Brazil clubs create Liga Sul-Minas-Rio, eye Premier League structure

Fans in five of Brazil's southern states will likely have a new league to watch in 2016.

A competition meant to be the precursor to a Brazilian Premier League has been officially formed after a meeting by member clubs in Rio de Janeiro on Thursday.

The statute for the "Liga Sul-Minas-Rio," a regional tournament consisting of clubs from five states in Brazil's south, was signed by its 13 founding members -- Flamengo and Fluminense of Rio, Internacional and Gremio of Rio Grande do Sul, Atletico-MG and Cruzeiro of Minas Gerais, Coritiba and Atletico-PR of Parana, and Joinville, Chapacoense, Criciuma, Avai and Figueirense of Santa Catarina -- at Flamengo's headquarters on Thursday.

The newly created league is aiming to stage a 10-team tournament over eight dates at the beginning of 2016. Two teams from each state will participate. In the case of Santa Catarina, Figueirense and Criciuma will be chosen based on their federation ranking.

"The intention is to have it in 2016, next year. We have to adapt to the state leagues' calendar. The competition will have eight dates, I think it won't be a problem," Santa Catarina federation chief Delfim de Padua Peixoto, who is one of the few state heads to support the league, said.

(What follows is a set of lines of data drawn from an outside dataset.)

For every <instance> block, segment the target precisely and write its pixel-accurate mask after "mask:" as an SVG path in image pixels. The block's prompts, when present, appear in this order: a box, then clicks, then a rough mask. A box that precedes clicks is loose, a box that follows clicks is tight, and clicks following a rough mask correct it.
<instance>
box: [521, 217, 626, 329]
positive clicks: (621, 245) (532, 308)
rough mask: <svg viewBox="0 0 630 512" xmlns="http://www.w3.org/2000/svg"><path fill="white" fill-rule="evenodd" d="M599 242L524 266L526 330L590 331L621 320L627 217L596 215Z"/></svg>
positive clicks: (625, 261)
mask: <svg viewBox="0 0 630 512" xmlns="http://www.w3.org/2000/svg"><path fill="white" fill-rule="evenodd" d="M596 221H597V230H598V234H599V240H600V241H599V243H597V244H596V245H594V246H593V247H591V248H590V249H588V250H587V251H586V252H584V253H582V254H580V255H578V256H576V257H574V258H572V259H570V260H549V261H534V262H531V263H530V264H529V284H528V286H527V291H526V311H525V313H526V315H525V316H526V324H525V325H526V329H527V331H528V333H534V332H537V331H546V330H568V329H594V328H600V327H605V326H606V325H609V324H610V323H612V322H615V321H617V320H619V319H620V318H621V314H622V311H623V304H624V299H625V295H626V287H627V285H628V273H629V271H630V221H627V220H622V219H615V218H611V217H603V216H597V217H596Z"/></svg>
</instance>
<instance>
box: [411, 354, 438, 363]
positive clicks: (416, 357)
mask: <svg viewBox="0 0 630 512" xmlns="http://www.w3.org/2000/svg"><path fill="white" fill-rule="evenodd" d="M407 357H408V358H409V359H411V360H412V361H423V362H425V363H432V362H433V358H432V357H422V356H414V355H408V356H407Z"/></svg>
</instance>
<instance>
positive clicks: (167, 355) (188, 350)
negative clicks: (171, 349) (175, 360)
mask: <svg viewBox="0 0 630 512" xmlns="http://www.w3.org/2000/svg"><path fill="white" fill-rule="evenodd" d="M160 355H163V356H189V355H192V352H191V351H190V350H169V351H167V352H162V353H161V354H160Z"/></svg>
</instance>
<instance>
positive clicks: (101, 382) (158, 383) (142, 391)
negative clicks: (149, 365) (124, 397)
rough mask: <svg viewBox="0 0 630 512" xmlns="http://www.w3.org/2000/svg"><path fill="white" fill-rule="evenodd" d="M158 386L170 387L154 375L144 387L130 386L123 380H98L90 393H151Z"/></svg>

The statute for the new league will be delivered to the Brazilian football association (CBF) later on Thursday.

Fluminense, who recently signed Ronaldinho, and Flamengo are Rio de Janeiro's representatives in the new league.

"Now we will be hiring a league CEO, and we'll start to think about regulation, financing, format, court punishments, financial discipline. We have absolute certainty CBF will authorise this league," Gremio president Romildo Bolzan said.

The league was formed to circumvent the restrictive influence of state federations on clubs, and eventually set the stage for a national competition that will be run by the clubs themselves, much like the Premier League in England.

"We have this intention, it's a giant step. It's like this in the world where football works. It's like this in England, Spain, Italy, Germany. We have to copy what works. We are behind," said Cruzeiro chief Gilvan Tavares, who will serve as the new league's first president.

"Brazilian football, Argentine, compared to the Europeans, are really behind in relation to this. Our directors, our tournaments aren't even close. We generate infinitely less because we don't have the same organisation. We will alert other clubs about the need to make this step," Tavares said, before adding that more clubs are encouraged to join.

"We started with eight clubs, we added Flamengo and Fluminense after. And I know many other clubs are also pleading to be a part of this league.

"Nothing prevents, but for now we are in the moment of creation, to create the statute, to create the league. Nothing prevents that tomorrow admit one, another, and soon have all clubs. It would be great for Brazilian football."